The FCC Pleases No One

On Tuesday, the Federal Communications Commission voted to approve new rules for "net neutrality." And as a compromise between net neutrality activists, conservatives and telecommunication companies, the rules don't seem to satisfy anyone.

For wired internet, the new rules maintain the status quo. Cable and DSL providers can't meter your internet access, and have to let you use the applications, online services, and devices you want, regardless of how they affect the network. Verizon, for example, can't charge you more for streaming videos from Hulu, or increase your internet speed if you choose to watch YouTube instead. What's more, broadband providers are required to provide network performance updates to consumers, as well as tell them how they manage network congestion.

For wireless internet, the new rules are a little different. While mobile providers can't restrict services that compete with their core products (voice applications, like Skype, for instance), the FCC will permit discrimination among types of content. So, for example, AT&T can't keep a text message application off of its phones, but can restrict a music streaming service, like Pandora. Under the agreement, wireless companies will be free to block applications from their networks, but the FCC reserves the right to investigate if problems emerge. If AT&T wants to charge you extra for watching video on your phone, they can do that. And if they want to block Netflix, and restrict you to an official AT&T video player, they can do that too.

Net neutrality advocates are disappointed; they point to the wireless agreement and loopholes in broadband regulations as evidence that this decision grossly privileges broadband providers. For instance, the rules exempt "managed services" offered by broadband carriers. In other words, carrier-provided email and music services can live on faster connections than their unaffiliated counterparts. "The compromise fails to protect users of the wireless web," says Craig Aaron, managing director of Free Press, a media reform nonprofit. "The FCC has not provided consumer protection from [content] discrimination, opening the door for AT&T and Verizon to block websites for users. " He is worried that this is the first step toward creating fast and slow lanes on the internet, where wealthy users can access the full internet, and less advantage users are forced to settle with less.

Likewise, in a recent Senate floor speech, Minnesota Senator Al Franken -- who has called net neutrality the "free speech issue of our time" -- warned colleagues that the rules are dangerous to free expression, "If corporations are allowed to prioritize content on the Internet, or they are allowed to block applications you access on your iPhone, there is nothing to prevent those same corporations from censoring political speech."
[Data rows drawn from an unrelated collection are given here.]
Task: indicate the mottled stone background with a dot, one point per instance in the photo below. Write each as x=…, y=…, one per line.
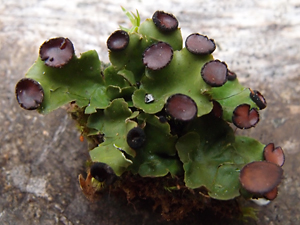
x=41, y=156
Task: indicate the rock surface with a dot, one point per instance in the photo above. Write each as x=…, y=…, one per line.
x=41, y=156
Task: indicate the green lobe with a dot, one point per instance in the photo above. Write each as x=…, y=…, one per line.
x=76, y=81
x=212, y=156
x=182, y=75
x=157, y=157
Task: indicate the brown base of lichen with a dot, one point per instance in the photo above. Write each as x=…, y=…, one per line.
x=171, y=198
x=167, y=195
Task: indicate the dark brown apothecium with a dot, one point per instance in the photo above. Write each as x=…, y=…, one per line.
x=118, y=40
x=181, y=107
x=164, y=21
x=274, y=155
x=231, y=75
x=244, y=118
x=258, y=98
x=272, y=194
x=260, y=177
x=157, y=56
x=29, y=94
x=57, y=52
x=214, y=73
x=136, y=138
x=199, y=44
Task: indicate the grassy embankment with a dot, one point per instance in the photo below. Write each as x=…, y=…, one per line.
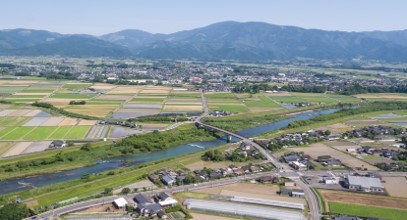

Net neutrality advocates aren't alone in their disappointment. Opponents are close to furious over the FCC's broader decision to involve itself in internet regulation. In the Wall Street Journal, Republican FCC Commissioner Robert McDowell called net neutrality a "threat to internet freedom," and critiqued the new rules, "Nothing is broken that needs fixing" and asking why the existing consumer protection laws were not enough. More mild-mannered critics, like the Cato Institute's Julian Sanchez, has a similar take, "For those of us who are wary of the FCC asserting the authority to start dictating network architecture, even the diluted version of neutrality they're moving forward with sets a bad precedent."

Even telecoms are wary of the new rules. Verizon is reportedly mulling a lawsuit against the FCC. And indeed, it's not clear that the FCC has the authority to enforce its decision. In April, the D.C. Circuit Court struck down the Commission's authority to regulate broadband internet service. For these rules, the FCC is relying on a set of provisions drawn from the 1996 Telecommunications Act, which it insists it can defend in court. However, even supporters of the FCC's regulatory power are skeptical, "We think the whole thing rests on a really weak legal theory," says Aaron.

None of this is to say that the new regulations lack supporters. Trade associations, like the Telecommunications Industry Association, have positive words for the deal. And some digital rights groups, like the Center for Democracy and Technology,, see it as a positive first step on the road to more comprehensive rules. "This is how we make progress on policy, one step at a time, each step building on the one before it," says CDT senior policy counsel, David Sohn. "This isn't the end of the Internet neutrality debate, it's just the end of the beginning."

The political implications of this are pretty straightforward: these regulations will let President Obama to say that he fulfilled his campaign pledge to maintain the open internet. That said, given the tremendous criticism from all sides -- and the rules themselves -- it's hard to agree.